Jack Armstrong


My 1947 viewing has focused on feature films, but of course shorts and serials were very much staples of film production and exhibition in the classical period. Jack Armstrong (Wallace Fox, Columbia) was typical of both B film production and the serial format. Adapted from a radio serial, it centered around the eponymous character, the "all-American boy" in collegiate dress...

Narratively, it synthesizes elements of the fantastic with a non-thriller crime format (much like the Big Town B films I've discussed here). In fact, I'm left wondering if more has been said about the B film narrative and its typical form: an identifiable villain disguised as ordinary, the externality of action, etc. Formally, the Jack Armstrong serials are the most rudimentary exemplars of classical style, with a heavy reliance on fixed setups and B roll. The moments of expressive analytical editing, such as in this closeup, are rare and therefore shocking when they do appear:


What's perhaps most interesting about this serial (and others?) is the expression of science fiction tropes in a year and decade when the genre was seemingly missing entirely from A and B features.
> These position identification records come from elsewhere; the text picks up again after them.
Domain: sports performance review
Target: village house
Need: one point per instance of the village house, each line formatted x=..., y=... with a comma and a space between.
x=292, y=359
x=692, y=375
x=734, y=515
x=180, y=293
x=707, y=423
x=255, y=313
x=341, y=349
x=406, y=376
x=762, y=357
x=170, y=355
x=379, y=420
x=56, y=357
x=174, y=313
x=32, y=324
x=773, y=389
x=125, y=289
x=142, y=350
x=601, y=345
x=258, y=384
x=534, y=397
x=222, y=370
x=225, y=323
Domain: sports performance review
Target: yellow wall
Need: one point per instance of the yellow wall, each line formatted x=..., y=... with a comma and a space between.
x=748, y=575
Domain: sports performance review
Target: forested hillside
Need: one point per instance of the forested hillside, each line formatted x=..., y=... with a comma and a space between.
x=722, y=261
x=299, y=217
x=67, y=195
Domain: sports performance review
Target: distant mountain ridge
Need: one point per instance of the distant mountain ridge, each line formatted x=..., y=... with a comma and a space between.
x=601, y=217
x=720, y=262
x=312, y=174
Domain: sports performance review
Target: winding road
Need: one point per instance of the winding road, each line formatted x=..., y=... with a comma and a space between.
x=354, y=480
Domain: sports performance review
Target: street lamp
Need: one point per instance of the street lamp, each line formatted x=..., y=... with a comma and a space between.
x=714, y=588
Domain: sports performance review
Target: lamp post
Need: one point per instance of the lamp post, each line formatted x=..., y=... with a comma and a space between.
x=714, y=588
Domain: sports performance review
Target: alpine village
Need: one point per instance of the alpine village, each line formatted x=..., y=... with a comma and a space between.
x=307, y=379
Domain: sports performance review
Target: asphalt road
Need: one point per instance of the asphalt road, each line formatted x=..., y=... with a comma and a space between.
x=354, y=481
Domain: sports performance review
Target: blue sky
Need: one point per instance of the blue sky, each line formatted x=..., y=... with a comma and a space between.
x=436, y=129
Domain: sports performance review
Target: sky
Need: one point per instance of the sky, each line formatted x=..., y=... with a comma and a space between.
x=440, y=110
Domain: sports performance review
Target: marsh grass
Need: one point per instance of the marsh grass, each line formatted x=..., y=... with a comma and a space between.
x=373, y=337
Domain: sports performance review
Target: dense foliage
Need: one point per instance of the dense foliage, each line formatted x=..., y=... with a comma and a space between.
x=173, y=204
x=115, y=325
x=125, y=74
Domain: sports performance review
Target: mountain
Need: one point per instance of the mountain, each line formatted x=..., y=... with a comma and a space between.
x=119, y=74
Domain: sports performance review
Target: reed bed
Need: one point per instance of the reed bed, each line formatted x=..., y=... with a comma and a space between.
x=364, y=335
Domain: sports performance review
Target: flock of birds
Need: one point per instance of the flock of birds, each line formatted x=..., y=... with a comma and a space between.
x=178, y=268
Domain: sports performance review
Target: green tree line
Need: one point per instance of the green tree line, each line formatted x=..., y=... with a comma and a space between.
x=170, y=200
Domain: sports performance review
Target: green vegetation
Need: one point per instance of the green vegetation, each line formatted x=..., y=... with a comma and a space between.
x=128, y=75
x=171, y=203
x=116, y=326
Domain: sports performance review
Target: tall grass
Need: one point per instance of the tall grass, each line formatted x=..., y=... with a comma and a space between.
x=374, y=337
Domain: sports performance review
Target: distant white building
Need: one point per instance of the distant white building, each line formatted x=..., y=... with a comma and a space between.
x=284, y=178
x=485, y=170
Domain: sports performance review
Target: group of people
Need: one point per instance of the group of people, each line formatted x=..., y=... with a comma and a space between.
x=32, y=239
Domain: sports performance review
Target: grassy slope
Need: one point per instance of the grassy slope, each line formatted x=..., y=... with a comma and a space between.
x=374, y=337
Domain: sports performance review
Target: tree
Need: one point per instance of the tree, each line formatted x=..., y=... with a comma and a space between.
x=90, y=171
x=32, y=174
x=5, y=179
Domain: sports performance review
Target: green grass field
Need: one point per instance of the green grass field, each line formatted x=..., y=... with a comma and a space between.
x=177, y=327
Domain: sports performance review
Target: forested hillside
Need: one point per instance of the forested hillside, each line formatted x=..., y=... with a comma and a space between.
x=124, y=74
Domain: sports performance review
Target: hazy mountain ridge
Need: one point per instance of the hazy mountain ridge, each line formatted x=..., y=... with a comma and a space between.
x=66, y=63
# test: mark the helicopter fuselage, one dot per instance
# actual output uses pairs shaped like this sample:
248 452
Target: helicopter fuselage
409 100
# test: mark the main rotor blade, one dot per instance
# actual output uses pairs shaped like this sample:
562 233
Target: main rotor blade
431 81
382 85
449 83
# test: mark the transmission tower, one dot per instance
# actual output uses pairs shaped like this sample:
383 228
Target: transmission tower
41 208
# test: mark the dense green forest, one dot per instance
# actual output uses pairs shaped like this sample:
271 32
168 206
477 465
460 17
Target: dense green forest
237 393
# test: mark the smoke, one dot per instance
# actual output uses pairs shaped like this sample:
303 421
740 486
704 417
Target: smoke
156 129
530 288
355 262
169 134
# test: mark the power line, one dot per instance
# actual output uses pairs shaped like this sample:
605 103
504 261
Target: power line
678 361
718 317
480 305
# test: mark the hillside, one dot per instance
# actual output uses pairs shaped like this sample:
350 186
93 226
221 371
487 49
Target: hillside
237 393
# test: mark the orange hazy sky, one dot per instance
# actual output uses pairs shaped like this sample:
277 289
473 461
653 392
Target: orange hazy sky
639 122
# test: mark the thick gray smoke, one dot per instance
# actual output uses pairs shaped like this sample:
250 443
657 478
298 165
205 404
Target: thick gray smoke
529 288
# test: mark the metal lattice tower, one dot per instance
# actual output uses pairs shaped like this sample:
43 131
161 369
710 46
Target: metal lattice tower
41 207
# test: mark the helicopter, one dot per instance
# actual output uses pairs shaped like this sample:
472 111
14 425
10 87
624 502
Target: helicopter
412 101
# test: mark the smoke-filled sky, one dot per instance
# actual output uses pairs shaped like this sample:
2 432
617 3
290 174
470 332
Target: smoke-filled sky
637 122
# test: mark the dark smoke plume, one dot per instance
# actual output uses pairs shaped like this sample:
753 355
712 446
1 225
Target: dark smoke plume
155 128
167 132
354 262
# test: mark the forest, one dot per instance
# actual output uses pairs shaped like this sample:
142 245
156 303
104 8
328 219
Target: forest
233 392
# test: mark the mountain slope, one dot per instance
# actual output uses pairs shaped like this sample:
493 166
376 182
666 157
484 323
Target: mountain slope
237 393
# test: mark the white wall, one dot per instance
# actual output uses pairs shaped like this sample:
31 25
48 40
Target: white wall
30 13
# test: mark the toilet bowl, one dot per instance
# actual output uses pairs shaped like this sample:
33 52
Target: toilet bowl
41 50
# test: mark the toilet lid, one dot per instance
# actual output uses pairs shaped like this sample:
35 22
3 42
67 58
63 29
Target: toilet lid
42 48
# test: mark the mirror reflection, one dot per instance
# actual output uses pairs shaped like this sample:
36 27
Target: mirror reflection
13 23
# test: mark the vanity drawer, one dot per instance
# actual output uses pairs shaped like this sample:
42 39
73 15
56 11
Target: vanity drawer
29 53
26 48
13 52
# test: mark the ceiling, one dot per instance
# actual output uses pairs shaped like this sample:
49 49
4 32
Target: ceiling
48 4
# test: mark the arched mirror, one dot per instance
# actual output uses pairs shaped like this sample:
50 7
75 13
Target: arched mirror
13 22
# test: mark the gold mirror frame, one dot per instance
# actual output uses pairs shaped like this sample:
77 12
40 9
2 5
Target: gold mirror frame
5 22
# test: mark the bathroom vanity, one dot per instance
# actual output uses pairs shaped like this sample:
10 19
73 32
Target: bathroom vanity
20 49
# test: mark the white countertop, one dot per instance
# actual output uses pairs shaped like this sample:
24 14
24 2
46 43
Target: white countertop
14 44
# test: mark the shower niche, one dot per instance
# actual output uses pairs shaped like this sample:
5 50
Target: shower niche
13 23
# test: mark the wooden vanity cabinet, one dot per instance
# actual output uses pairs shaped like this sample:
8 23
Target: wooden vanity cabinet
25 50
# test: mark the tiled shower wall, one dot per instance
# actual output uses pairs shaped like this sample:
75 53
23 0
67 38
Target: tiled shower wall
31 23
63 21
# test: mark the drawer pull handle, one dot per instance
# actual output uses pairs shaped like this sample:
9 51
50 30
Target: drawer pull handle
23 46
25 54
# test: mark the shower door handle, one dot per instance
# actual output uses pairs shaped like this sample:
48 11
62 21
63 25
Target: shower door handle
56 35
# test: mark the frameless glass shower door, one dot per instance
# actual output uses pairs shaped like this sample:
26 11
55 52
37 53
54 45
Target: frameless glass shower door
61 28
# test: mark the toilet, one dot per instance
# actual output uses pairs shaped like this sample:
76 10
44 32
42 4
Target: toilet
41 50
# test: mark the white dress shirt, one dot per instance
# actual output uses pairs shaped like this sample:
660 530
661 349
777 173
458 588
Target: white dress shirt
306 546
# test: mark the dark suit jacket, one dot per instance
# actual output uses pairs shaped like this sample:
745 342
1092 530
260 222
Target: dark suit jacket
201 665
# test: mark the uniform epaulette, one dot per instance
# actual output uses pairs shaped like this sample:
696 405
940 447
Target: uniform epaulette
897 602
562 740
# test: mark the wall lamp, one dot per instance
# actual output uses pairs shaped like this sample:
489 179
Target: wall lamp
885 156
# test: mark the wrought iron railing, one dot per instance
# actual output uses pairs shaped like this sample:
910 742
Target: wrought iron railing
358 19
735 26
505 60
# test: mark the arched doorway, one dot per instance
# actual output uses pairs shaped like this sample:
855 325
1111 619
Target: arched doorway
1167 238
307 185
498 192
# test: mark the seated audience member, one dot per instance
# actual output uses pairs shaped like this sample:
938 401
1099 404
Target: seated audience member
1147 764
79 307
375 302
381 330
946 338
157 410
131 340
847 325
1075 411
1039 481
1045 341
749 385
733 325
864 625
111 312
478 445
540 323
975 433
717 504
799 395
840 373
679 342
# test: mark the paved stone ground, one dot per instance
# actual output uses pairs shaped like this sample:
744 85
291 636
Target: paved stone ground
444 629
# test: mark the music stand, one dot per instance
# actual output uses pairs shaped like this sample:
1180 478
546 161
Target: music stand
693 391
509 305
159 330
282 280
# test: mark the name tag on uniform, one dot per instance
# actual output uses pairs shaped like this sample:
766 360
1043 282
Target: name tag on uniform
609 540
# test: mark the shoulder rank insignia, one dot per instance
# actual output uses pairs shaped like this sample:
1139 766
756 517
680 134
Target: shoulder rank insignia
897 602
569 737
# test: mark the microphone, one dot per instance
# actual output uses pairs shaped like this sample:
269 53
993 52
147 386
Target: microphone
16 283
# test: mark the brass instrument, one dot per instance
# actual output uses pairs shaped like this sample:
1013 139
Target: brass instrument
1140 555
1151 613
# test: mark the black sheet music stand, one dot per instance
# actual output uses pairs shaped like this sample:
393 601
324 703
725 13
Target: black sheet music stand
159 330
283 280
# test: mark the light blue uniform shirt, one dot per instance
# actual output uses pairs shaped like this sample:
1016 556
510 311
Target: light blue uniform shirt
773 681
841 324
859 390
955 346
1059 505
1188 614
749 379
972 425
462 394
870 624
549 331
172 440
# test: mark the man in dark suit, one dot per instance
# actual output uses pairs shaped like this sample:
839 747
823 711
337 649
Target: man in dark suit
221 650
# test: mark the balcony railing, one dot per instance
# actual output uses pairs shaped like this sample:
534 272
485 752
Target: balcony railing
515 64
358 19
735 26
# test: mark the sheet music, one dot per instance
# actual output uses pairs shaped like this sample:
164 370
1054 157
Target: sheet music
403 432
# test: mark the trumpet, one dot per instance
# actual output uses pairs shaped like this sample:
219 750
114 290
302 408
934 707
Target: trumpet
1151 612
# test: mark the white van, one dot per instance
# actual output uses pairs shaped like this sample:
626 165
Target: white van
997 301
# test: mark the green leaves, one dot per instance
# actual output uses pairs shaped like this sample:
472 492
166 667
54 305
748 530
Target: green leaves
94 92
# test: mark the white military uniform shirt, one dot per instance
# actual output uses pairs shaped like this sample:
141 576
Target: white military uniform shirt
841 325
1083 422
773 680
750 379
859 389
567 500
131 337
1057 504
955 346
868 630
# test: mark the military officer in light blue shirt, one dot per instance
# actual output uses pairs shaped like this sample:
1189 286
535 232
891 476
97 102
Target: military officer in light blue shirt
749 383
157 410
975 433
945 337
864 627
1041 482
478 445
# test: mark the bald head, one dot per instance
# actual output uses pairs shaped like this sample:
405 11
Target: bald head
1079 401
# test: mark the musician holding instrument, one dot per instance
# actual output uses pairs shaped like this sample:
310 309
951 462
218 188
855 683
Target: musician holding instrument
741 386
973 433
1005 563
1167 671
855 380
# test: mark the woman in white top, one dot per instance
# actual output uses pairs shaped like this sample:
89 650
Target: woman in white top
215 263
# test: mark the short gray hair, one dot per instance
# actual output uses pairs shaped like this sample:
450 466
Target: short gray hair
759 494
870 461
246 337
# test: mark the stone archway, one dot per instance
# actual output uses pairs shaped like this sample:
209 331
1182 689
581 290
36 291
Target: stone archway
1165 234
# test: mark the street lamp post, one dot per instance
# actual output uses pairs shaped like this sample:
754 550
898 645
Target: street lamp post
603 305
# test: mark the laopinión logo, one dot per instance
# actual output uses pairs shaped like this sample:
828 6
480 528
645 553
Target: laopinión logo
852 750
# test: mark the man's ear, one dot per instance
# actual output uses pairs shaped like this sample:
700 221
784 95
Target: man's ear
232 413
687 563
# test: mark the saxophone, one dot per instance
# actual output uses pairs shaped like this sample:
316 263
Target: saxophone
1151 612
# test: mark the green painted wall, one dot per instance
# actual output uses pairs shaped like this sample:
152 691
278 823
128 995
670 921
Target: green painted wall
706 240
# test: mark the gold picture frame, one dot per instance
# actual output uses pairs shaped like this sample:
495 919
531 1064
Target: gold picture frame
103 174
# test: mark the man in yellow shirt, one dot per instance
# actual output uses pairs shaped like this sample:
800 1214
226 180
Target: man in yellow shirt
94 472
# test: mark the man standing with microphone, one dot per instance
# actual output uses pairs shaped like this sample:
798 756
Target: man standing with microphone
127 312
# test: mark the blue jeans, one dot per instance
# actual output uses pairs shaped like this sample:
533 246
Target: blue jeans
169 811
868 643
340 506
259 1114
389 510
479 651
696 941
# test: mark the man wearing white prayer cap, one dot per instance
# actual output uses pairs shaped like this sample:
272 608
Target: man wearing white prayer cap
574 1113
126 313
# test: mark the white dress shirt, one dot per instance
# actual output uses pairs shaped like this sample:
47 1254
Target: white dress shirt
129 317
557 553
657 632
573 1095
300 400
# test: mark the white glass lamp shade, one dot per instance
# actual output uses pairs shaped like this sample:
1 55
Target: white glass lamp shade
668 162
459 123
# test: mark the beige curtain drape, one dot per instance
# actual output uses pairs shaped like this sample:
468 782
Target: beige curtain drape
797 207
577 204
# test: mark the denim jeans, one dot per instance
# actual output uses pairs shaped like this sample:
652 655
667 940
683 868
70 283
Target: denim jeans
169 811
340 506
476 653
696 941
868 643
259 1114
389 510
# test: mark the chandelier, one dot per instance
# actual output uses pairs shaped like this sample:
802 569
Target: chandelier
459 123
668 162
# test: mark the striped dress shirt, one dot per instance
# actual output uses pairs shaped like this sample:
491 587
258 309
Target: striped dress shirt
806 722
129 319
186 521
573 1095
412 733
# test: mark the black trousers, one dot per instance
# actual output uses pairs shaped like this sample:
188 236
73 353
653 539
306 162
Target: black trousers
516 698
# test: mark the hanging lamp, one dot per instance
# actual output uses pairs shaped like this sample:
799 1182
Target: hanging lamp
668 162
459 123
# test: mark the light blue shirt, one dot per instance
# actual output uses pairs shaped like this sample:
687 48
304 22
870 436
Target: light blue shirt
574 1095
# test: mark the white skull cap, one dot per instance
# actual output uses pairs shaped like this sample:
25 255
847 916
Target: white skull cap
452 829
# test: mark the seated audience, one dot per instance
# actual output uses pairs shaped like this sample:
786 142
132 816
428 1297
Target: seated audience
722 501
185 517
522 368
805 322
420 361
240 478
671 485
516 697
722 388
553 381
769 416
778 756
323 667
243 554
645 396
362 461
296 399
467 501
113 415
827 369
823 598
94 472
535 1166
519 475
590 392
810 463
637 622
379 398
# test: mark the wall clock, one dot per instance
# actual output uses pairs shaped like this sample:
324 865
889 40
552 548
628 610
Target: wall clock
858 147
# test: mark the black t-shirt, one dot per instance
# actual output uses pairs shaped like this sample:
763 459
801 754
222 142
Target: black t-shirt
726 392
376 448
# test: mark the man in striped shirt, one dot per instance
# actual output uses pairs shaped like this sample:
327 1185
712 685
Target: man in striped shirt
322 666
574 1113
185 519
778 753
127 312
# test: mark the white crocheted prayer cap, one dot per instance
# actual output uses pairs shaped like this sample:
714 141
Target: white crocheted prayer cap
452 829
As these shots show, the problem of both figuring technology visually (the plot centers on cosmic rays) and of imagining "science" not yet created are harbingers of the B-film science fiction boom of the 1950s. If Jack Armstrong has the iconography/semantics of science fiction, though, it does not exhibit the structure/syntax of the genre, appending technological utopia/dystopia to the small-town crime film (it's not too different than the Nancy Drew Bs for instance). Still, the serial presents hints at some of the thematic negotiation of science in the atomic age - something one does not see directly in much, if any, of the other 1947 films in any direct manner.